FPS (frames-per-second) usually correlates to lower system latency due to the faster frametimes of each frame. FPS is the measure of throughput of the graphics card and shows much it can render a specific game, system latency doesn’t normally equate parallel  to high FPS. With a high FPS, this means your system’s render latency is very, very good but as they breakdown above shows, there’s still a lot of factor to put into consideration.

System Latency and Effect on Gaming

We showed this video earlier, and we it used as one the most glaring example of system latency affecting gaming performance. In the video, we can see the target crossing an opening. In normal circumstances, we’ll just dismiss it as a missed shot. But under the eye of a high-speed camera, we can see that’s not the case. High-level players have a sense of when a shot has missed or not we never really knew other than account it to lag or bad netcode but NVIDIA shows us that’s not the case.

This is a delayed hit register and despite how accurate and how perfectly-timed the shot was, the shooter still missed as the target has crossed the shot window. Breaking this down further, the game is reporting that the crosshair is already behind the target due to the processing involved in the game. To put it simply, the game world is not operating at a 1:1 speed with the real world. System latency is causing a delay and not even 1000FPS can make that shot connect if the system latency is still greater than 1ms.

Peeker’s advantage is the phenomenon wherein an attacking player has an advantage over a defending player holding an angle. This is due to the game’s latency of sending positional info being over the network for the defending player, the split-second advantage of the attacker is peeker’s advantage. Players offset this jiggling on the corners, heavily emphasized in Rainbow Six Siege but is present in most FPS. This can be attributed to network latency but system latency also affects it as the video above shows.

With lower system latency and a good network, it is possible for the system with latency to spot the attacking character and make the first shot, reducing the impact of peeker’s advantage. In a LAN tournament, this potentially mitigates it to the point of no impact when equally skilled players are matched up.

Last up, we have the flick shot. A skill that has become synonymous to high skill level, many players practice it with games like Aim Lab and KovaaK, hoping to nail it. A flick shot is described as acquiring the target, flicking to the target and then connecting the shot, all done with high-precision. Simply put, its swinging your mouse and stopping at a dime, right over the target (preferably the head) to make the frag.
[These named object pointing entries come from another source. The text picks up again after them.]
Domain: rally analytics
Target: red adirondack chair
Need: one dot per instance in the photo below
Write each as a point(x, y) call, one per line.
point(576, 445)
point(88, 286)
The video above shows how lower system latency helps in improving flick shots. At a 55ms system latency, the spread is not too tight which equates to more misses. Lowering that latency improves grouping and with around 15ms system latency we can see shot groupings concentrated more on the the target area now.

System Latency Going Forward

As of right now, NVIDIA and its monitor and mouse partners will probably be using the term system latency. Going forward as more eyes are directed towards the metric and more tests re done, input latency, display latency and system latency will be more  frequently used, and may lead to more insights into how it affects gaming performance.

As NVIDIA pushes cinematic gaming to an 8K dimension, the company is also pushing esports into a low-latency direction. An industry in agreement will allow us to see monitors and keyboards/mice that promote the lowest possible latency in-game so players get the utmost performance in-game.